Pattinson Packs a Punch In Good Time

2 minute read

In the early minutes of Josh and Benny Safdie’s Good Time, we meet Nick Nikas (Benny Safdie), a sullen young man who clearly suffers from some kind of intellectual disability, as he’s being quizzed by a kindly mental-health practitioner. Nick wears a hearing aid. His words come slowly–his pillowy lips can barely form them–and his eyes seem shut off from the world. When the shrink asks Nick what first comes to mind when he hears the words “scissors and a cooking pan,” his answer–as easy to read as a street sign–is, “You can hurt yourself with both.” Nick needs real help, but he’s not going to get it from his bad-apple brother Connie (Robert Pattinson), who manipulates Nick even as he protects him. The two are entwined in a figurative headlock of dependence and twisted affection. It’s a power struggle neither can bust out of.

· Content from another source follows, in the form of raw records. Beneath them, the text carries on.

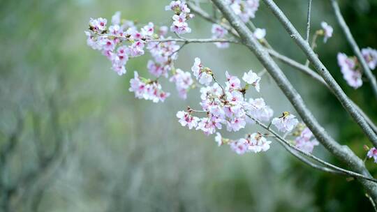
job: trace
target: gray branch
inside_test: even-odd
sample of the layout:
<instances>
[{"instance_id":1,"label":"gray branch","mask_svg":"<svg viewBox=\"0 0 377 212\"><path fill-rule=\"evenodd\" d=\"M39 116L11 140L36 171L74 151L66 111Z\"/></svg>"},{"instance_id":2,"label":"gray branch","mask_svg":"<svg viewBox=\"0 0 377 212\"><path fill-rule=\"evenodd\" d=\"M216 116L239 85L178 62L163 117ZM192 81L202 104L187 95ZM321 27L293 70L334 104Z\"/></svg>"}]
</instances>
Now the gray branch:
<instances>
[{"instance_id":1,"label":"gray branch","mask_svg":"<svg viewBox=\"0 0 377 212\"><path fill-rule=\"evenodd\" d=\"M293 26L284 13L275 4L272 0L263 0L267 7L271 9L274 15L280 21L284 26L287 32L289 33L290 37L293 38L297 45L305 53L309 60L311 62L316 70L322 76L325 82L329 85L331 91L338 98L346 110L350 114L352 118L362 129L364 134L368 137L369 140L373 143L374 146L377 146L377 135L368 125L365 119L360 115L357 109L353 107L349 98L347 97L344 91L340 86L337 83L332 77L326 67L322 63L320 60L317 56L317 54L311 50L309 43L302 38L297 29Z\"/></svg>"},{"instance_id":2,"label":"gray branch","mask_svg":"<svg viewBox=\"0 0 377 212\"><path fill-rule=\"evenodd\" d=\"M309 43L310 36L310 16L311 15L311 0L308 1L308 16L306 18L306 42Z\"/></svg>"},{"instance_id":3,"label":"gray branch","mask_svg":"<svg viewBox=\"0 0 377 212\"><path fill-rule=\"evenodd\" d=\"M356 55L357 59L359 60L359 62L362 65L362 69L364 70L364 73L365 73L367 78L368 78L368 80L371 82L374 96L376 96L376 98L377 98L377 82L376 81L376 77L369 69L368 64L367 64L364 56L362 56L362 54L360 52L360 49L359 48L359 46L356 43L356 41L355 41L355 39L352 36L348 26L347 26L347 24L344 21L344 19L343 18L343 16L341 15L341 13L340 12L339 6L338 5L337 1L336 0L331 0L331 3L332 5L332 9L334 10L335 16L337 17L337 20L338 21L338 23L339 24L343 32L344 33L344 35L347 38L347 41L348 41L348 43L350 45L352 50L353 50L353 53Z\"/></svg>"},{"instance_id":4,"label":"gray branch","mask_svg":"<svg viewBox=\"0 0 377 212\"><path fill-rule=\"evenodd\" d=\"M207 13L205 10L202 10L200 7L198 7L198 6L196 6L195 5L193 5L192 3L191 3L189 2L188 3L188 5L190 8L191 9L191 10L194 13L198 15L199 16L202 17L203 19L205 19L205 20L207 20L207 21L209 21L210 22L212 22L212 23L214 23L214 24L217 23L217 21L216 20L212 18L211 16L208 13ZM223 23L217 23L217 24L221 24L221 26L223 26L223 27L226 29L228 31L231 31L232 34L233 34L233 36L235 37L236 37L236 38L239 38L239 36L238 36L238 33L237 31L235 31L235 29L231 28L230 26L228 26L227 24L225 24ZM256 29L256 27L254 26L254 24L251 22L248 22L247 26L251 30L252 30L253 31L255 31ZM314 38L313 38L313 43L315 43L316 36L317 36L317 35L316 34ZM322 77L320 77L315 71L313 71L313 70L311 70L309 67L307 67L307 65L306 66L302 65L300 63L298 63L298 62L297 62L297 61L294 61L294 60L293 60L293 59L290 59L290 58L288 58L288 57L287 57L286 56L283 56L283 55L278 53L277 52L273 50L272 47L268 43L267 40L265 38L263 38L262 41L269 49L269 50L267 50L267 52L269 52L269 54L271 56L281 60L281 61L286 63L286 64L288 64L289 66L291 66L293 68L295 68L297 70L303 71L304 73L309 75L312 78L313 78L313 79L315 79L316 80L318 80L322 84L323 84L325 86L326 86L326 87L327 87L327 89L330 89L330 87L323 80ZM314 45L313 43L312 43L312 47L314 47ZM308 62L308 64L309 64L309 61L307 61L307 62ZM330 91L331 91L331 89L330 89ZM349 99L349 100L351 102L351 104L353 105L353 107L355 107L355 108L363 116L363 118L365 119L365 121L368 123L368 124L370 126L370 127L373 129L374 132L377 133L377 127L373 123L373 121L368 117L368 116L361 109L361 108L359 106L357 106L350 99Z\"/></svg>"},{"instance_id":5,"label":"gray branch","mask_svg":"<svg viewBox=\"0 0 377 212\"><path fill-rule=\"evenodd\" d=\"M276 132L275 131L272 130L271 128L269 128L268 126L267 126L266 125L263 124L263 123L261 123L260 121L259 121L258 119L256 119L248 115L249 117L250 117L251 119L253 119L258 125L259 125L260 126L261 126L262 128L265 128L266 130L267 130L268 132L271 132L272 135L274 135L275 136L275 137L276 138L276 140L281 144L283 145L283 146L284 148L286 148L286 149L287 149L290 153L292 153L293 155L294 155L295 156L296 156L299 160L302 160L302 162L306 163L307 165L310 165L311 167L313 167L313 168L316 168L316 169L320 169L320 170L322 170L322 171L324 171L324 172L330 172L330 173L332 173L332 174L344 174L344 175L347 175L347 176L353 176L353 177L355 177L355 178L359 178L359 179L366 179L366 180L368 180L368 181L373 181L373 182L377 182L377 179L372 179L372 178L370 178L370 177L367 177L367 176L365 176L362 174L358 174L358 173L355 173L355 172L351 172L351 171L349 171L349 170L346 170L346 169L342 169L341 167L339 167L336 165L334 165L330 162L327 162L320 158L318 158L317 157L316 157L315 156L309 153L307 153L307 152L305 152L302 150L301 150L300 149L297 148L297 146L293 145L292 144L290 144L290 142L288 142L287 140L286 140L283 137L280 136L280 135L279 135L277 132ZM304 155L311 159L313 159L313 160L322 164L323 165L325 166L325 167L321 167L321 166L319 166L313 162L312 162L310 160L308 160L306 158L302 157L301 155L300 154L297 154L297 153L301 153L302 155Z\"/></svg>"},{"instance_id":6,"label":"gray branch","mask_svg":"<svg viewBox=\"0 0 377 212\"><path fill-rule=\"evenodd\" d=\"M300 94L293 88L280 68L269 56L268 52L253 38L247 26L239 20L222 0L212 0L228 20L230 25L238 32L244 43L251 50L265 66L277 85L292 103L306 125L311 129L317 139L332 153L341 160L354 172L365 176L371 174L365 168L363 161L346 146L341 146L331 137L307 109ZM304 41L305 42L305 41ZM305 42L306 43L306 42ZM306 43L307 44L307 43ZM310 47L309 47L310 48ZM377 184L369 181L360 179L367 192L375 202L377 201Z\"/></svg>"}]
</instances>

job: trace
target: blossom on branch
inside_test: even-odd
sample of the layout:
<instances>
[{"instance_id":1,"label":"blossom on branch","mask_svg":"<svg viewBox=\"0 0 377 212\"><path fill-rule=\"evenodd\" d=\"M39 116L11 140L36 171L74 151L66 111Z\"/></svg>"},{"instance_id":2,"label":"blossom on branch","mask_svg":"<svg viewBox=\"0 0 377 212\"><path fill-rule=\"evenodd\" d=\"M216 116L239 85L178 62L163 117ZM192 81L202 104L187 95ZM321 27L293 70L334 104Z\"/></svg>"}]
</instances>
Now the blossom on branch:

The Safdie brothers’ fourth fiction feature is partly a study of dysfunctional brotherhood, partly a gritty-funny New York City crime caper. If you can tolerate the Safdies’ fondness for extreme closeups–the picture is shot largely in a mode I like to call Blackhead Theater–Good Time offers plenty of sweaty suspense laced with a few bittersweet laughs. But Pattinson is the real reason to see it: his Connie, wiry and intense, with beady, cracked-out eyes, is the kind of guy you’d cross the street to avoid. But by the movie’s end, you realize that his desperation veils a rush of longing. For what? Pattinson plays Connie as a guy who just doesn’t know–and that not knowing dogs him like a silent, persistent ghost.